複刻 江戸切絵図 全32図 参考資料
尾張屋 江戸切絵図の特色
江戸切絵図の 
尾張屋以前の江戸切絵図
江戸全体を一枚で扱った江戸大絵図に代わって、江戸城下を幾つかの区域に分割し、武家屋敷名、寺社名、地名を記録した区分絵図が江戸切絵図です。

切絵図を最初に板行したのは吉文字屋で、宝暦5年(1755)から安永4年(1775)にかけて、20年間に8図出したところで終わっています。

次に切絵図を出すのは江戸麹町にあった荒物屋の近江屋五平で、吉文字屋版が止まってから70年後の弘化3年(1846)の初出でした。↗
 
近江屋五平の荒物店は、武家屋敷が密集している番町(現在の千代田区麹町の一部)の入口にあたる麹町拾丁目にあり、武家屋敷を訪れる人のために自作した“武家屋敷案内図”が好評だったことから、改めて地図出板者近吾堂の届けを出して、江戸全域の切絵図を製作・販売していきます。(江戸の地図屋さん)

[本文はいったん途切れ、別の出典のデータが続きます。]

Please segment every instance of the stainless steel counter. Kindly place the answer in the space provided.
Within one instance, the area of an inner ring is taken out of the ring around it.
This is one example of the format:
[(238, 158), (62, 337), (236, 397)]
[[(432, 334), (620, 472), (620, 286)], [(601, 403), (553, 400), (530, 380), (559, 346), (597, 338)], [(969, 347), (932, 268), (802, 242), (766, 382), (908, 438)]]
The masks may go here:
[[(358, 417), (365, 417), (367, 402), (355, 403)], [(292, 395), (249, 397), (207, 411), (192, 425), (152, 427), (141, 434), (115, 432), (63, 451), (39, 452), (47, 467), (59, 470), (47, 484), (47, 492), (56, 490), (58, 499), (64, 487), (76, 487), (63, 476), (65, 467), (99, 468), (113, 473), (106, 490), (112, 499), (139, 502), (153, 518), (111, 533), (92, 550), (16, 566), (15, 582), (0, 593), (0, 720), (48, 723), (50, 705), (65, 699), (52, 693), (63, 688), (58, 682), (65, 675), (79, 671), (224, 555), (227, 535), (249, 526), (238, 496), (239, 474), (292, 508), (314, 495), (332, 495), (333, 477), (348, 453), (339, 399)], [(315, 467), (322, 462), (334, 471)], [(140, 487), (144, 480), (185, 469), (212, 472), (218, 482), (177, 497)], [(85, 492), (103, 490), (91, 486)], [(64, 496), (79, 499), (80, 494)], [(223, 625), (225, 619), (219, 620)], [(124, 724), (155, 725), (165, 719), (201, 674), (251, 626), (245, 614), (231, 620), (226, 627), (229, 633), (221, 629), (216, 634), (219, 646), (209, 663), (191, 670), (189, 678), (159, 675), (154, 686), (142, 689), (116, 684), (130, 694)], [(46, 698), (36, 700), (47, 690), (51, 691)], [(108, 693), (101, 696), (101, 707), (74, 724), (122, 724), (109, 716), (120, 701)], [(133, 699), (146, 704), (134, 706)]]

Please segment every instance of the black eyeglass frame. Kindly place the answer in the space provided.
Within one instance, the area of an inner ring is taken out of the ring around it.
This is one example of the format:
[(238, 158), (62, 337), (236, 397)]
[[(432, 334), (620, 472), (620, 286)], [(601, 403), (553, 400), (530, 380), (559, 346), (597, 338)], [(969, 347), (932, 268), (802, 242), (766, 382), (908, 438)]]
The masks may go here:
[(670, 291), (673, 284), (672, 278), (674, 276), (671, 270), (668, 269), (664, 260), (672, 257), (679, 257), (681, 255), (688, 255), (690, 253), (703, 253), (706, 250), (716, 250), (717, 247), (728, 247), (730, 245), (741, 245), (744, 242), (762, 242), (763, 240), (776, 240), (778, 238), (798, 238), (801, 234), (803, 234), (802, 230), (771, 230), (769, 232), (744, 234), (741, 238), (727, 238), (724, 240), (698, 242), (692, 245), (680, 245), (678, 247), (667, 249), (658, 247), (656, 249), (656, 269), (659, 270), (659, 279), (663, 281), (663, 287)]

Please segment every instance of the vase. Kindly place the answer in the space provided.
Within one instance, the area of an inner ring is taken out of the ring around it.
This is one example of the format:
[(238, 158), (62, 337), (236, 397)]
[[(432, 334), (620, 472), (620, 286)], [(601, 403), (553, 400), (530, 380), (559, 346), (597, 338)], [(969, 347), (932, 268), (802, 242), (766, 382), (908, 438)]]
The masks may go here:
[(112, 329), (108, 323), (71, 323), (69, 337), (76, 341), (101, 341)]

近江屋は、弘化3年(1846)から販売を止める安政3年(1856)迄の10年間に43種(江戸切絵図集成 中央公論社)の切絵図を板行し、その内の14図を計27回重板しています。(江戸図の歴史 別冊・江戸図総覧)


1 近江屋板「江戸切絵図」表紙 個人蔵


2 近江屋板の浅草箕輪吉原近辺
「下谷三ノ輪浅草三谷辺之絵図」部分 嘉永3年 個人蔵
  3 尾張屋板「江戸切絵図」表紙 個人蔵


4 尾張屋板の浅草箕輪吉原近辺
「今戸箕輪浅草絵図」部分 嘉永6年板 個人蔵

尾張屋板の江戸切絵図
麹町六丁目にあった錦絵双紙店・金鱗堂(尾張屋清七)が江戸切絵図を初出するのは、近江屋に3年遅れる嘉永2年(1849)でした。

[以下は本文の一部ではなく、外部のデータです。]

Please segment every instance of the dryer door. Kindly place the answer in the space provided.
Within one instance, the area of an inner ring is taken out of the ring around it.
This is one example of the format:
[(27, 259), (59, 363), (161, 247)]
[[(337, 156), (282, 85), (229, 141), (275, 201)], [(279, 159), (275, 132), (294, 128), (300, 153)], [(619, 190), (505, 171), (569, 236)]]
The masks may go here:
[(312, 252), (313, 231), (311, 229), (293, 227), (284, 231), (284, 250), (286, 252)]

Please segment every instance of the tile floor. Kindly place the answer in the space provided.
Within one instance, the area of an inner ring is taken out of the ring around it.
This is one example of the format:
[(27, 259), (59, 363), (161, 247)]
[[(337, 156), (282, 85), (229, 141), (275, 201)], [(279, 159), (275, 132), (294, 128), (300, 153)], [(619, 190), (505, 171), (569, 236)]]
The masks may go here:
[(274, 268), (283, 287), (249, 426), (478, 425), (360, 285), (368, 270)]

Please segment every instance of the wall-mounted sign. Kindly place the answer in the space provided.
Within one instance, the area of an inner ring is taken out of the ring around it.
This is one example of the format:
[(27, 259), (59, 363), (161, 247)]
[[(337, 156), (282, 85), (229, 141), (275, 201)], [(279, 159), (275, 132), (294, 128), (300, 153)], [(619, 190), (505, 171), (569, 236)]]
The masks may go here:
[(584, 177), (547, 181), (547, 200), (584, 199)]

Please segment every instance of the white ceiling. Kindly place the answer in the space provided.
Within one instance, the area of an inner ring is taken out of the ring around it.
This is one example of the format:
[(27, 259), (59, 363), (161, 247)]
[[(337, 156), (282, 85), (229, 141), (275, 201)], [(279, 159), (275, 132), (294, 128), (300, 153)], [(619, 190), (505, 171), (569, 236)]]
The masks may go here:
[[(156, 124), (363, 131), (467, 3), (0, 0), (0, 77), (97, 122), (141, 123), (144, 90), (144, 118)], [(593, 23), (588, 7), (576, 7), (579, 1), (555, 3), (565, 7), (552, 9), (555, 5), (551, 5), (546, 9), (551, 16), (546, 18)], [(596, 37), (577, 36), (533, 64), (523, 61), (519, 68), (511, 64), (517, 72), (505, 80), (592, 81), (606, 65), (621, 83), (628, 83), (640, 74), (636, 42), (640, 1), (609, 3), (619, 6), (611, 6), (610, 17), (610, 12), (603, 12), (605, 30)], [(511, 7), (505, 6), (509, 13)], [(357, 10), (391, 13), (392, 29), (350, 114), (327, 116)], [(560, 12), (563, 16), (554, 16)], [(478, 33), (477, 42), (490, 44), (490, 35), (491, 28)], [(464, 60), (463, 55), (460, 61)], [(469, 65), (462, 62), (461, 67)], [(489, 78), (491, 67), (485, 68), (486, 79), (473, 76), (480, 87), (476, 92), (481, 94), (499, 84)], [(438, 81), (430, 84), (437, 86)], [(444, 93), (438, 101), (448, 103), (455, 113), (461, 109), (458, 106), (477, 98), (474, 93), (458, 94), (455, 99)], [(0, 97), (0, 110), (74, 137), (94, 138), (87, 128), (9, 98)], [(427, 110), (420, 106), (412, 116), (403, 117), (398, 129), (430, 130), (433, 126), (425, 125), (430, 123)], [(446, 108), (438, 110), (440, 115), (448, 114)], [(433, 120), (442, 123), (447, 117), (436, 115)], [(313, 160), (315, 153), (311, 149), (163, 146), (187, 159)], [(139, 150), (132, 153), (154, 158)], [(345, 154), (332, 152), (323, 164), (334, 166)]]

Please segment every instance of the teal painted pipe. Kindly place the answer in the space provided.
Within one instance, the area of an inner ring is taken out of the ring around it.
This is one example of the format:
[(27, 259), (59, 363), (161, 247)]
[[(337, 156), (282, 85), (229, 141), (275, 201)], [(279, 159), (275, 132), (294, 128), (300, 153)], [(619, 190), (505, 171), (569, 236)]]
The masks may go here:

近江屋が武家屋敷の多い番町絵図、永田町、駿河台小川町、芝愛宕下と大名家が多数ある武家町から出していったのに対し、尾張屋は最初にお城周りの大名小路絵図を出した後、日本橋南日本橋北の町屋(商店街)地区から板行していきます。

尾張屋は嘉永2年(1849)から文久3年(1863)迄の14年間に江戸切絵図を32種板行し、明治3年(1870)迄の21年間にその改正板を106回も出しています。(板行年表参照
 
絵図の仕上がりについて見ると、 近江屋板が薄青、黄、墨に一部薄緑を入れた3~4色刷の淡彩絵地図だったのに対し、尾張屋板は、赤、黄、青、緑、灰、黒など、6色~7色の濃彩色の絵地図でした。(上図2,4)

大名の上屋敷の正門位置に朱刺の家紋を入れ、中屋敷には、下屋敷にはを付けて、上・中・下屋敷の識別が出来るようにしました。(下図5,6)

江戸の人々にとって江戸切絵図は、武家屋敷、神社仏閣、町家等を訪ねる時や、お花見など遊興地への道案内として重宝されただけでなく、地方から来ている勤番侍が国元へ帰郷する際の“江戸土産”となって全国に広がっていったようです。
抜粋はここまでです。